Todos nos recordamos das imagens com as filas intermináveis da população grega à porta dos bancos e o impacto que isto causou, com um crescimento natural de admiração pela resistência deste povo, em grande parte sem responsabilidade pelos desvarios de um grupo restrito que ao longo de anos conduziu o país a uma situação lamentável.

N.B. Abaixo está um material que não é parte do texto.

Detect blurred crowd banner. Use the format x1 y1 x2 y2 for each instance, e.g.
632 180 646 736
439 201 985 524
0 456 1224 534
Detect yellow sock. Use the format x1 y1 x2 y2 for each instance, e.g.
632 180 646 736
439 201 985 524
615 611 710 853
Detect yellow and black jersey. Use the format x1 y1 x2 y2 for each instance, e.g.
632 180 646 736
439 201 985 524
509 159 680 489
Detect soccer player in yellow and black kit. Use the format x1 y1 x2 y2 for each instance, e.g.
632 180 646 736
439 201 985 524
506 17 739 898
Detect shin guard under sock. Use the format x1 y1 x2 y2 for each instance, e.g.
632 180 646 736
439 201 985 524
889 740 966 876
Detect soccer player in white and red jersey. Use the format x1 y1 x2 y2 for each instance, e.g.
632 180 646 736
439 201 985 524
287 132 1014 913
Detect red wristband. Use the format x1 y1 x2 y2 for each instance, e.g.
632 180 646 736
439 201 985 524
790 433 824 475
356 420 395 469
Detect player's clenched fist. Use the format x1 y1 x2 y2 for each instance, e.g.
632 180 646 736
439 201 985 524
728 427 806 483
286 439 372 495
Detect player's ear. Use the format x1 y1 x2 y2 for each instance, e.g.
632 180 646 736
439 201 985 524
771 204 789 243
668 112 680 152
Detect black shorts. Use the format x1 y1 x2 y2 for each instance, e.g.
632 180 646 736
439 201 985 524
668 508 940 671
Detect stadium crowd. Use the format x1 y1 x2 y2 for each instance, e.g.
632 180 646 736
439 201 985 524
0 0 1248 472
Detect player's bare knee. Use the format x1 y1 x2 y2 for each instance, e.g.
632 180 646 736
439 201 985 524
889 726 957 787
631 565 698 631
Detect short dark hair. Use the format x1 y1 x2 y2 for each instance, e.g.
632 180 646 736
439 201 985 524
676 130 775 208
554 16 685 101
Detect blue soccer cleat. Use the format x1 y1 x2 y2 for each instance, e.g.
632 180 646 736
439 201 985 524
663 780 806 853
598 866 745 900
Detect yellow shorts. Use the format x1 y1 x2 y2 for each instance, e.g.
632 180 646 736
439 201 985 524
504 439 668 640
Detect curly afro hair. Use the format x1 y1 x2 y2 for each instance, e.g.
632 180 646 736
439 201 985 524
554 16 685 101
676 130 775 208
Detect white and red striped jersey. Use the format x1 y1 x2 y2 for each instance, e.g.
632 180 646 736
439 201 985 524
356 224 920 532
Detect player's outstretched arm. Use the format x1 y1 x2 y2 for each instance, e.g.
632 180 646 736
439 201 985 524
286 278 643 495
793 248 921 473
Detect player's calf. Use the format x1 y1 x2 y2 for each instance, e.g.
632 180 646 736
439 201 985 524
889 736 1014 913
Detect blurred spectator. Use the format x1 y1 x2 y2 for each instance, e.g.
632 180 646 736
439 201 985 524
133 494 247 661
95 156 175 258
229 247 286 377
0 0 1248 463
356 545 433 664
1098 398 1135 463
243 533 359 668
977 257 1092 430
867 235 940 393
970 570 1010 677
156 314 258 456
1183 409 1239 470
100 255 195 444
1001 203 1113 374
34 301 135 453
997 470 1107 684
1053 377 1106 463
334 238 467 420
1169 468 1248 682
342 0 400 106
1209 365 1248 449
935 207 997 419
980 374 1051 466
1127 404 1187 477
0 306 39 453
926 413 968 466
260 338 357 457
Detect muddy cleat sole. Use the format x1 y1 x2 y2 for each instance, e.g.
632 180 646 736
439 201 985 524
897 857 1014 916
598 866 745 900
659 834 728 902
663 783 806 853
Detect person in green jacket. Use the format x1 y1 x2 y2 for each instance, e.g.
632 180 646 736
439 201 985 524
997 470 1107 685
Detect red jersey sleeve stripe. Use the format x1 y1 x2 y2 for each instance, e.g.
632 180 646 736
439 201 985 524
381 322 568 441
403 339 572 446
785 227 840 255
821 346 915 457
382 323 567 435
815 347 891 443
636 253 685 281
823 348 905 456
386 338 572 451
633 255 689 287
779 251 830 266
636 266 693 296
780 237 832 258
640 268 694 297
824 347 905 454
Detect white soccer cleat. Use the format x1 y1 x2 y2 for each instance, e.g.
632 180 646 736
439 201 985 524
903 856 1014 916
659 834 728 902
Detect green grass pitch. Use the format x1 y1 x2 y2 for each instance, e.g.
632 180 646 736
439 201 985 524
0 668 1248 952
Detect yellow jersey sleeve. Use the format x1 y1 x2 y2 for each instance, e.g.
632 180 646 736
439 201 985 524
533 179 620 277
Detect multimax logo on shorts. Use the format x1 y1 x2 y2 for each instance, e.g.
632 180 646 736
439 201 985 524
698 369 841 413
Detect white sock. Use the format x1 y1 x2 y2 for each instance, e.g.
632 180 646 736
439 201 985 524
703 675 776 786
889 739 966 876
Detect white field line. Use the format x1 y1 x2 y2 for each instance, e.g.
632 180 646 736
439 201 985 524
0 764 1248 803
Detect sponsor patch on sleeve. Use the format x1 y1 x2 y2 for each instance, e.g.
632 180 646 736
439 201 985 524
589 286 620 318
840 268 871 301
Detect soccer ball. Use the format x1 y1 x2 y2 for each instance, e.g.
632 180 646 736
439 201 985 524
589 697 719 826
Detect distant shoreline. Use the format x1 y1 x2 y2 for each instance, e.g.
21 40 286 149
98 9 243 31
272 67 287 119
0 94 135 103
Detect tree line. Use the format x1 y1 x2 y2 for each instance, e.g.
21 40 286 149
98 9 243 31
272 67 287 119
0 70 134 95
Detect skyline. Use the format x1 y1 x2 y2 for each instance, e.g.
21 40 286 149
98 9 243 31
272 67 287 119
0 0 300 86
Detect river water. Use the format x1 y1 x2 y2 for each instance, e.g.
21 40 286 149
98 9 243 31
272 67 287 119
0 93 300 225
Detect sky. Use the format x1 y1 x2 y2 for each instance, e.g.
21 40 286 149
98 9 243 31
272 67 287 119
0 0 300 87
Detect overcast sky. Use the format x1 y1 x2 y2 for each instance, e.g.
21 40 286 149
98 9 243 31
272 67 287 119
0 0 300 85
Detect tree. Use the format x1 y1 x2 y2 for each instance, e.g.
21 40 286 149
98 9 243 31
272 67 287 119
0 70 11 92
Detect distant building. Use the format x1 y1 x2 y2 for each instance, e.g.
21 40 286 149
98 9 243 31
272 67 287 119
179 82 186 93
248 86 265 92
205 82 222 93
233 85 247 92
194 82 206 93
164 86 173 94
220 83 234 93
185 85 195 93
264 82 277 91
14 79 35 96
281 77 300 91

O que terá levado Tsipras a dar passos tão arriscados? Já então em rotura com Varoufakis, ele percebeu rapidamente que ao contrário do que normalmente se pensa, a situação num país que está económica e financeiramente muito mal pode sempre piorar. E bastante, como foi o caso. Sabia que governar para cumprir a miríade de pequenas promessas seria um calvário sem fim e sem rumo, com afogamento lento em aumento de impostos. Pelo contrário, a rotura com a Comissão Europeia criaria o clima político necessário à sua legitimação. Mas com uma pequena e terrível consequência, que foi a de um país desfeito e resignado pela negativa. Isto mostra o lado mais obscuro das crises, que é o da ilusão das soluções milagrosas, normalmente desfeitas pela dureza da realidade. Daí este silêncio perturbador.
Quero o melhor para o meu país e por isso sucesso para quem tem a responsabilidade de nos governar. Com a esperança de que a anestesia do Banco Central Europeu seja usada para o sucesso de uma operação, não apenas para suavizar uma doença crónica.